And while the eye-for-an-eye blood feud escalates on the ground, Washington is growing increasingly alarmed at the inability of the region's political leaders to bring the violence under control. In part, that is because the flash-point of that violence is fast becoming become the network of Israeli settlements dotted throughout the West Bank and Gaza, built after those lands were captured by Israel in the war of 1967. Palestinian militants have begun to make the settlements the focus of their mortar and shooting attacks, and when Yasser Arafat has under pressure from Washington called for an end to such attacks, he has simply been ignored. The settlements are an appealing target for the militants not only because are they universally hated by Palestinians as the product of confiscation under the power of occupation, but also because even Israel's closest ally the United States has little sympathy for the policy of settling Israelis in the West Bank and Gaza. Indeed, many Israelis themselves have little truck with the desire of the settlers, who are mostly motivated by religious or nationalist passions, to live in these predominantly Palestinian territories. Indeed, the future of the settlements had been subject to Israeli-Palestinian negotiation in the now-defunct Oslo peace process.

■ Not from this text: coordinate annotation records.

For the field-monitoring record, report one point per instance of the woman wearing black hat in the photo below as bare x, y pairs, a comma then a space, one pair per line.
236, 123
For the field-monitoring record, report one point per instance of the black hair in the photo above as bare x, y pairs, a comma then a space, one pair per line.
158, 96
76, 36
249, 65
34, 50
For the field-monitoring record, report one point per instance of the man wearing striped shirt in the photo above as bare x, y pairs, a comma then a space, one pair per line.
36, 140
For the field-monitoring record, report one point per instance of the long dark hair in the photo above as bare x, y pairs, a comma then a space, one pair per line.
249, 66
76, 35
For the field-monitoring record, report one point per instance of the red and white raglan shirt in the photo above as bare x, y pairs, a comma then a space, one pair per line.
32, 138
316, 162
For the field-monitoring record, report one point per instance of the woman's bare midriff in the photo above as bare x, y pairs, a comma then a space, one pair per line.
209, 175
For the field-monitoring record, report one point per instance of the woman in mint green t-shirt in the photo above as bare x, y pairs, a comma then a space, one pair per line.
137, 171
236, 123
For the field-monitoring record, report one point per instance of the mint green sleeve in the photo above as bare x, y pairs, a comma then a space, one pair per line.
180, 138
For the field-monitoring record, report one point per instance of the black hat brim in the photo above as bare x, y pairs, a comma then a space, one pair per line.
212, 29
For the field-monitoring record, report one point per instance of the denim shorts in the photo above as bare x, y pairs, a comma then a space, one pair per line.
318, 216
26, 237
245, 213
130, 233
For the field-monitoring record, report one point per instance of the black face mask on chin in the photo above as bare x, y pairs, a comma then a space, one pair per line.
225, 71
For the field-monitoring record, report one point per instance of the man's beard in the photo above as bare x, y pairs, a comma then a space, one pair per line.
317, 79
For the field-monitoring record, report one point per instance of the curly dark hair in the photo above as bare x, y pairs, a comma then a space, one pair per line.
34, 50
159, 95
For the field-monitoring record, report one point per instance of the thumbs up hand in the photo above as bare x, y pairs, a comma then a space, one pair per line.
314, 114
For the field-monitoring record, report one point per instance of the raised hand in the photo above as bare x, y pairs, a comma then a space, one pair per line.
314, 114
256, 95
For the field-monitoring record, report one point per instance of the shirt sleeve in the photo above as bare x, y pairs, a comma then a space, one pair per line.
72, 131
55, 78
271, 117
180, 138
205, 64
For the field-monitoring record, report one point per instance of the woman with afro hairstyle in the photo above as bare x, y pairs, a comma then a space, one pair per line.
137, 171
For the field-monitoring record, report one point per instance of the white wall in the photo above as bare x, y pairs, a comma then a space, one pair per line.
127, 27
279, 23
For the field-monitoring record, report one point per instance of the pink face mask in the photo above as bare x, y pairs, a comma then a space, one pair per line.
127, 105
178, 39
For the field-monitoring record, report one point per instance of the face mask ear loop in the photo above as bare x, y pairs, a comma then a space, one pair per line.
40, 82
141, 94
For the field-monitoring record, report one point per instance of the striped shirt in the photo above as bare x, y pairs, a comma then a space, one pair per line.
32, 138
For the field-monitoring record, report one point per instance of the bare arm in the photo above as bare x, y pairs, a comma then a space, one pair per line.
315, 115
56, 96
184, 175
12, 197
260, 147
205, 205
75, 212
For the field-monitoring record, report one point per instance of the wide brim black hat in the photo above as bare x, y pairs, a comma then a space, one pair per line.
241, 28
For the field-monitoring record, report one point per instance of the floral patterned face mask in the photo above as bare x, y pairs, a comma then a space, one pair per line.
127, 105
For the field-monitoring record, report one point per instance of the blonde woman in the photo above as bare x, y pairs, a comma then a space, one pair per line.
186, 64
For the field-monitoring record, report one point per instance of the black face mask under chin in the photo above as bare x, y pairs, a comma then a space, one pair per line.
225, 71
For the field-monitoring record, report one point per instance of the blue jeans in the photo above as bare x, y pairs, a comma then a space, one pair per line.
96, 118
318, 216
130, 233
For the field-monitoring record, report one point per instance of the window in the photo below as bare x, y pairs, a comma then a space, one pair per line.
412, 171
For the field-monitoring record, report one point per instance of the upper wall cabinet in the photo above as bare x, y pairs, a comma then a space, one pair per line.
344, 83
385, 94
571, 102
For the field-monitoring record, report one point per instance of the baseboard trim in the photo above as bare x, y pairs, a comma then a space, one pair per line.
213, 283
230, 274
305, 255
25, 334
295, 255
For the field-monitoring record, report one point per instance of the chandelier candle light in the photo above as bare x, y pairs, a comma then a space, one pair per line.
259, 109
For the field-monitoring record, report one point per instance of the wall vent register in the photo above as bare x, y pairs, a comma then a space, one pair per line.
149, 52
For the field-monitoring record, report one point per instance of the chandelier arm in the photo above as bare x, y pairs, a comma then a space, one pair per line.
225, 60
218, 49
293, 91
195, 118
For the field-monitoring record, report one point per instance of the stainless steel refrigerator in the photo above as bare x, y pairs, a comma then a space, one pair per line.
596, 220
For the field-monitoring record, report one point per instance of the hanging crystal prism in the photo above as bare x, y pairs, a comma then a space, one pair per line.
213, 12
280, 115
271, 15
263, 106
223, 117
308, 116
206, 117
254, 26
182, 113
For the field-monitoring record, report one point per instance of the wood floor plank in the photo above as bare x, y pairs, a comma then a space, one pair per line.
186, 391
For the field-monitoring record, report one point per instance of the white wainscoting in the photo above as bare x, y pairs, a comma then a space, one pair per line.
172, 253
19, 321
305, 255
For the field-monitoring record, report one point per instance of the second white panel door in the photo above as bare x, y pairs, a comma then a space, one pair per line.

A champion of the settlers
But while his predecessor was prepared to negotiate away many of the settlements, Prime Minister Ariel Sharon has historically been a fierce advocate of the settlement movement for both security and ideological reasons. And on Tuesday he flatly rejected Washington's call to freeze settlement activity as one of the requirements for a cease-fire with Palestinians. Sharon built his political career in large part as a champion of the settlers, and although he accepted a freeze on building new settlements as a condition for getting the Labor Party into his unity government, he is committed to an aggressive expansion of existing settlements (Israeli media reported Tuesday that Sharon was planning to spend $350 million expanding existing settlements). The news set off alarm bells in Washington, because though there are plenty of reasons for doubting whether Yasser Arafat has either the political will or the capacity to rein in Palestinian militants, it is a relative certainty that no cease-fire will even be signed without Israel agreeing to some form of settlement freeze.
Conflict between a Bush administration and a Likud Party-led government over settlements certainly has a familiar ring the same issue provoked a public fallout between the first Bush administration and the government of Yitzhak Shamir, in which Washington threatened to withhold financial aid if Israel went ahead with settlement construction. This time around, both sides will be inclined to fight shy of a public confrontation, but there will inevitably be some tough diplomatic bargaining behind closed doors.
A growing gulf
This week's killings, though, are a reminder that resolving the settlement standoff may be getting harder all the time the more settlers are killed and maimed, the more difficult it becomes for Sharon to sell any compromise on settlement activity to his own supporters. And in the absence of any resumption of political negotiations, Arafat may have a hard time finding the will or the political authority to curb attacks on the settlers. Then again, the settlements are only one of a number of issues on which the gulf between the two sides has grown considerably since last year's Camp David talks. The only certainty, now, is that many more men, women and children will die on both sides as the Israelis and Palestinians try to wear down each other's resistance by attrition. And the most chilling fact of all may be that the hard men on both sides believe that time is on their side.